Símbolo de violência sexual e machismo para alguns, orgulho nacional francês para outros, o ator Gérard Depardieu, que completa 75 anos esta quarta-feira (27), perdeu a sua aura de ícone intocável.
Apesar de ser acusado de violação em 2020, após uma queixa da atriz Charlotte Arnould, o ator continuava a multiplicar as suas rodagens ("Ilusões Perdidas", "Casa de Repouso", "Maigret"...).
Ainda mantinha a sua posição como monstro sagrado do cinema francês e, exceto nos círculos feministas, havia uma certa indulgência em relação ao ator. O seu temperamento forte, muitas vezes exagerado, conquistou a simpatia do público e da profissão.
As suas declarações sobre violações, nas quais teria participado na sua juventude, custaram a sua carreira nos EUA no início dos anos 1990, mas tiveram pouco impacto na França.
Em 2015, uma atriz tão popular quanto Sophie Marceau rotulou-o de "predador" pelo seu comportamento nas rodagens, mas esses comentários passaram totalmente despercebidos.
A indústria cinematográfica fez vista grossa, preferindo elogiar este intérprete, com mais de 200 filmes para o cinema e a televisão e uma presença que deu vida a grandes heróis da literatura francesa, como Cyrano, ou Jean Valjean (em "Os Miseráveis"), sem esquecer Obélix e figuras históricas como Danton.
Pausa na carreira
No final de 2023, porém, as extravagâncias do intérprete, que chegou a urinar num avião em 2011, já não causam mais graça. E Depardieu, que se tornou um dos artistas que mais dividem opiniões na França, decidiu fazer uma pausa na carreira.
Tudo se acelerou em menos de um mês, após a divulgação de uma reportagem do canal público de televisão France 2, na qual aparece a fazer declarações obscenas sobre mulheres, e até mesmo sobre uma menina.
As consequências foram imediatas. Depardieu foi despojado da Ordem Nacional de Québec (Canadá), perdeu o seu título de cidadão honorário de uma cidade belga, o Museu Grévin de Paris retirou a sua estátua de cera... algumas figuras proeminentes do cinema criticaram-no publicamente, como a atriz Anouk Grinberg.
Nesse contexto polémico, mobiliza-se um grupo pró-Depardieu. A sua família, especialmente a sua filha e atriz Julie Depardieu, denuncia uma "trama" contra o seu pai, e a sua ex-parceira Carole Bouquet defende o "humor, às vezes no limite", de um homem que seria "incapaz de fazer mal a uma mulher".
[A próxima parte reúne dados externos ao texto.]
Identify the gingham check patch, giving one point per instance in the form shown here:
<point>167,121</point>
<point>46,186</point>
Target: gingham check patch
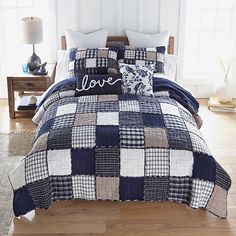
<point>156,188</point>
<point>157,162</point>
<point>84,187</point>
<point>107,161</point>
<point>62,187</point>
<point>129,106</point>
<point>131,137</point>
<point>36,167</point>
<point>201,192</point>
<point>64,121</point>
<point>174,122</point>
<point>179,189</point>
<point>83,136</point>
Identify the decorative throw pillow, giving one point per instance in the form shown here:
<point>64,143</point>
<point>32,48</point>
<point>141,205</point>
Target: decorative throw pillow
<point>98,84</point>
<point>145,56</point>
<point>137,79</point>
<point>101,61</point>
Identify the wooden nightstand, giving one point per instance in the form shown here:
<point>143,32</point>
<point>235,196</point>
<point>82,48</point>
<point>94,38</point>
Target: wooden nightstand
<point>28,84</point>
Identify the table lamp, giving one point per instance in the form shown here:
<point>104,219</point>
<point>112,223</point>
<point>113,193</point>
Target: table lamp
<point>32,29</point>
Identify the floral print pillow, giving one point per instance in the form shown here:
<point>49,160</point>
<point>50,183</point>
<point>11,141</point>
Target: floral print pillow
<point>137,79</point>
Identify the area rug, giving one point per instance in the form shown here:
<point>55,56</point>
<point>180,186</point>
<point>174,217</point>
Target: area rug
<point>13,147</point>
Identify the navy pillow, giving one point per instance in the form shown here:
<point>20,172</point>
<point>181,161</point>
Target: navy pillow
<point>98,84</point>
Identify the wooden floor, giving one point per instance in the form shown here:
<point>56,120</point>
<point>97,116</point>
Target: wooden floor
<point>137,218</point>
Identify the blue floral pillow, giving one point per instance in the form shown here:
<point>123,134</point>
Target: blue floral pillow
<point>137,79</point>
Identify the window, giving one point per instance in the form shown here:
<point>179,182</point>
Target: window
<point>13,53</point>
<point>208,27</point>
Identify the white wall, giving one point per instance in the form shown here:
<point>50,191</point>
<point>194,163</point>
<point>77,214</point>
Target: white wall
<point>147,16</point>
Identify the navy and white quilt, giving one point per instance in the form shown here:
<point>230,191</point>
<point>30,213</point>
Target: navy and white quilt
<point>118,147</point>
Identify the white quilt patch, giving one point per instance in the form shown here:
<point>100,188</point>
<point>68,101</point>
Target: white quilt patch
<point>132,162</point>
<point>169,109</point>
<point>107,118</point>
<point>181,163</point>
<point>66,109</point>
<point>59,162</point>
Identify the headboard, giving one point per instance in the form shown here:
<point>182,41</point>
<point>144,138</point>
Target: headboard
<point>121,39</point>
Na terça-feira (26), mais de 50 figuras da cena cultural francesa denunciaram no jornal Le Figaro um "linchamento" contra o intérprete. Entre os signatários, estão as atrizes Nathalie Baye e Charlotte Rampling, os atores Jacques Weber e Pierre Richard, e cantores como Roberto Alagna e Carla Bruni.
Depardieu "é provavelmente o maior de todos os atores. O último pilar sagrado do cinema", diz o texto, classificado pelo movimento coletivo feminista "Nous Toutes" (Nós Todas) como um "cuspir na cara das vítimas".
"Creio que é um ato muito corajoso por parte dos signatários", reagiu o ator na terça-feira, em entrevista à rádio francesa RTL, acrescentando que não foi o arquiteto dessa iniciativa que busca defendê-lo, mas apenas autorizou os seus autores a publicá-la.
Apoio de Macron
O caso entrou noutra dimensão após Emmanuel Macron, em plena crise política por uma lei de imigração apoiada pela extrema direita, defender o ator. O presidente francês denunciou uma "caça humana" e contradisse a sua ministra da Cultura, que questionou a manutenção da Legião de Honra do intérprete.
"Ele fez a França ser conhecida, os nossos grandes autores, as nossas grandes personagens em todo o mundo (...) Enche a França de orgulho", declarou Macron.
Depardieu tem uma história mais do que peculiar com a sua pátria, desde que anunciou, no final de 2012, que entregaria o seu passaporte em protesto contra os impostos mais elevados para os ricos. Optou por se exilar na Bélgica, com uma tributação mais baixa. Admirador dos líderes mais autoritários, também tem nacionalidade russa.
Do ponto de vista judicial, além da acusação de violação, Depardieu foi denunciado por agressão sexual pela atriz Hélène Darras, em eventos que, em princípio, teriam prescrito. Ele também é objeto de outra queixa na Espanha, feita pela jornalista Ruth Baza, que o acusa de violação em 1995. O ator nega as acusações.
Os seguidores de Depardieu defendem o seu direito à presunção de inocência.
"Você pode acusar alguém, pode haver vítimas, mas também existe uma presunção de inocência", insistiu Macron.